In the same way, NUS Mathematics Professor Zhao GongYun provided mathematical insights in the development of the festival’s closing show — NUS Chinese Orchestra’s The Art of War战数. The production features pieces inspired by great battles in Chinese history that were shaped by game theory, geometry and other mathematical constructs.

“Initially, I found the mathematics theme quite terrifying, but when we sat down with Prof Zhao to learn about the concepts involved, this trepidation was replaced with awe,” said Mr Moses Gay, the Orchestra’s Music Director. “The passion he shared for mathematics was quite infectious, so I was pleased that some of the NUS Mathematics faculty were able to attend one of our rehearsals to experience these ideas musically.”

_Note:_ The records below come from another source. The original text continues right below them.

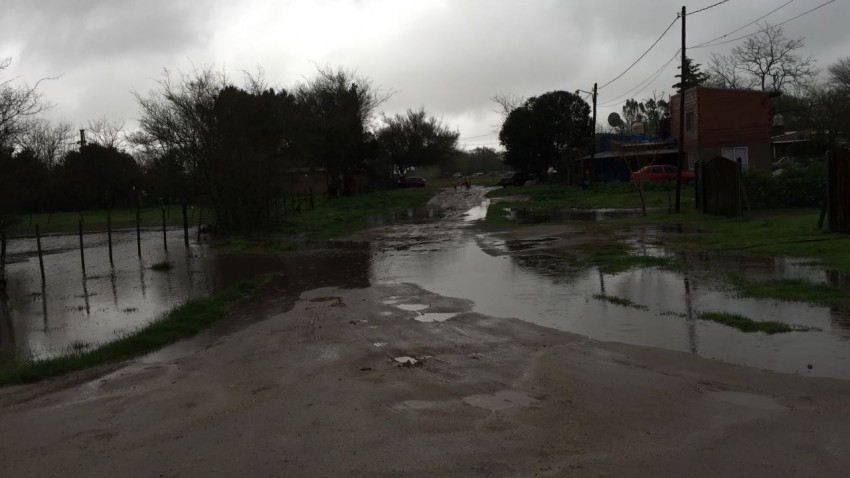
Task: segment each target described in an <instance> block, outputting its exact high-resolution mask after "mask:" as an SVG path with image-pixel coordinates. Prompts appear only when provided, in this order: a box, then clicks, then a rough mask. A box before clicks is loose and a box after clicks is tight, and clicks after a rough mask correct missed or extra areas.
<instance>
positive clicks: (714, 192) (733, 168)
mask: <svg viewBox="0 0 850 478" xmlns="http://www.w3.org/2000/svg"><path fill="white" fill-rule="evenodd" d="M697 203H698V206H699V208H700V211H702V212H703V213H704V214H711V215H714V216H727V217H738V216H740V215H741V212H742V207H741V206H742V197H741V164H740V163H736V162H734V161H732V160H730V159H727V158H724V157H722V156H717V157H716V158H714V159H710V160H708V161H700V162H697Z"/></svg>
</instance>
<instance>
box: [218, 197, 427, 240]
mask: <svg viewBox="0 0 850 478" xmlns="http://www.w3.org/2000/svg"><path fill="white" fill-rule="evenodd" d="M439 191H440V189H439V188H436V187H425V188H405V189H393V190H389V191H377V192H373V193H368V194H362V195H359V196H354V197H343V198H334V199H329V200H320V201H317V202H316V208H315V209H313V210H312V211H302V212H301V213H300V214H292V215H290V216H289V217H288V218H287V220H286V224H285V225H284V226H283V227H281V228H280V230H278V231H273V232H270V233H265V234H256V235H239V236H229V237H224V238H221V239H220V240H218V241H217V243H216V245H217V246H218V247H221V248H224V249H227V250H229V251H234V252H249V251H250V252H281V251H291V250H294V249H298V248H299V247H302V246H303V245H304V244H305V243H307V244H309V243H316V242H319V241H323V240H327V239H331V238H335V237H342V236H345V235H348V234H351V233H353V232H355V231H358V230H360V229H363V228H364V227H367V226H368V225H369V224H368V219H369V218H374V217H380V216H386V215H389V214H394V213H399V212H404V211H407V210H411V209H415V208H418V207H421V206H423V205H424V204H425V203H426V202H428V200H429V199H431V197H433V196H434V195H435V194H436V193H437V192H439Z"/></svg>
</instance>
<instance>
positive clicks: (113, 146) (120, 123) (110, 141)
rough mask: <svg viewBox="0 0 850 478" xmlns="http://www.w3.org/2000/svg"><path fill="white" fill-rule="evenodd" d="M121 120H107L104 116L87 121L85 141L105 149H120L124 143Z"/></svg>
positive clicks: (122, 122)
mask: <svg viewBox="0 0 850 478" xmlns="http://www.w3.org/2000/svg"><path fill="white" fill-rule="evenodd" d="M124 124H125V123H124V120H123V119H109V118H107V117H106V116H103V117H101V118H98V119H95V120H89V124H88V131H87V133H88V134H87V136H88V138H87V140H88V141H91V142H93V143H97V144H99V145H101V146H104V147H107V148H115V149H121V147H122V146H124V143H125V140H126V138H125V133H124Z"/></svg>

Held in the University Cultural Centre Hall, The Art of War战数 will draw upon classic Chinese works such as The Great Wall Capriccio 《长城随想曲》, Yellow River Concerto《黄河钢琴协奏曲》 featuring piano soloist and concerto competition winner Tan Tzu Kuang  from the Yong Siew Toh Conservatory of Music, and a revisit of Symphonic Poem: The Battle of Red Cliffs 《交响诗:赤壁》.

The NUS Arts Festival will run from 15 to 23 March, with a free launch party, Sine of the Times, held at the NUS Alice Lee Plaza on Thursday, 7 March.